The requirement that hurts the most is that the lowest floor be elevated above the flood level. This effectively prohibits basements (which are defined as any enclosed area below grade on all sides). Because of zoning requirements which limit building height and prohibit building beyond a specified "daylight plane", the need to elevate the lowest floor can create a "squeeze" which might prevent the building of a second floor.

Other provisions require openings in areas below flood level to allow water to enter and exit, flood proofing of utilities below the flood level, etc.

Wait a minute. First you say the lowest floor must be above flood level, and then you say that areas below flood level require openings. Isn't that a contradiction?

The exception to the elevation requirement is that any enclosed area used only for storage or parking does not have to be elevated (but it can't be below grade). Such an area may not be used for any other purpose. That means that crawl spaces and garages can be below flood level, but would require the openings.

So how do I know how high to make the lowest floor?

That information comes from the Flood Insurance Rate Maps (FIRM). For AE and AH zones the Base Flood Elevation is given as an absolute elevation "above sea level", and the lowest floor must be at or above that elevation. For A0 zones the depth of the water is given, and the lowest floor must be at least that amount above the highest point of adjacent grade. For A0 zones, then, the absolute elevation of the lowest floor must be determined, and, for the adjacent grade, the highest point on the perimeter of the projected final "footprint" of the structure has to be determined. The difference between the two absolute elevations must be equal to or greater than the depth given on the FIRM.

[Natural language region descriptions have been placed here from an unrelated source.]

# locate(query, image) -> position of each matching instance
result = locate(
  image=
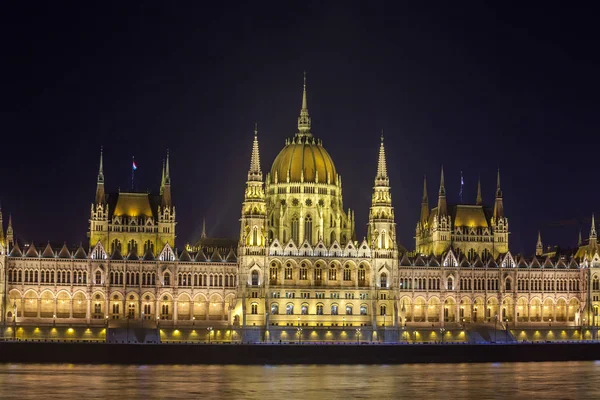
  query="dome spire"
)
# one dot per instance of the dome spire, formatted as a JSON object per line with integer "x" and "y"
{"x": 304, "y": 118}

Obviously, this can be important information in making your decision as to whether to proceed with your plans. In order to help keep your costs down during the preliminary planning stages, the City Surveyor has been instructed to cooperate in establishing a benchmark near your property for your surveyor to work from. Unfortunately, the City Surveyor can't survey on private land for private purposes.

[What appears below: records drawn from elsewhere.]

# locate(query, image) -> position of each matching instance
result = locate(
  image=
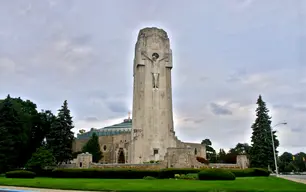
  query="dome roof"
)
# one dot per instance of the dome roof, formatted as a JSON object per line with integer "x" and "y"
{"x": 124, "y": 127}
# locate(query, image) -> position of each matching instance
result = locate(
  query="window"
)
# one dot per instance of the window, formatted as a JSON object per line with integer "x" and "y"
{"x": 155, "y": 151}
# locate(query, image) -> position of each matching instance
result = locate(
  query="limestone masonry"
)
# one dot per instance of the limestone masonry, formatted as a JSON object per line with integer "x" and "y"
{"x": 149, "y": 136}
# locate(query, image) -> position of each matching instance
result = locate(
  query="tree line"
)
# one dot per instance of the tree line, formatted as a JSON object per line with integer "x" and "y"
{"x": 260, "y": 152}
{"x": 27, "y": 135}
{"x": 35, "y": 139}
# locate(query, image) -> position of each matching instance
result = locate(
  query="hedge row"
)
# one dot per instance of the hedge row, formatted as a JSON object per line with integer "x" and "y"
{"x": 20, "y": 174}
{"x": 130, "y": 173}
{"x": 216, "y": 174}
{"x": 139, "y": 174}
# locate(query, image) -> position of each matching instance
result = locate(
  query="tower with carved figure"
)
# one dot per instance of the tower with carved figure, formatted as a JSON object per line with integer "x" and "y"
{"x": 152, "y": 127}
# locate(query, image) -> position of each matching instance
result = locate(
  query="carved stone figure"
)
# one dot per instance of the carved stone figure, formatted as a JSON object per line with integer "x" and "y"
{"x": 155, "y": 67}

If you do proceed with plans for a new structure or a "substantial improvement" you will have to hire a surveyor to complete an "as built" certification of these elevations once construction is advanced enough to determine the final elevation of the lowest floor.

I think my lowest floor is already high enough. Is there any way to document this ahead of time?

The FEMA elevation certificate can be used. For a substantial improvement it would be required in any case if you proceed with your plans. It may also be useful if you might be selling your house in the near future. The elevation Certificate must be completed by a licensed surveyor. Public Works engineering has a supply of blank forms available.

If you plan to use the certificate as a selling point, be cautioned that the certificate is valid only for the current flood map revision and only for the current configuration of the house; it would not necessarily permit future expansion. Nor does the certificate indicate that the house is "not in a flood zone": it remains in the SFHA and the certificate only documents that one of several SFHA construction requirements are met.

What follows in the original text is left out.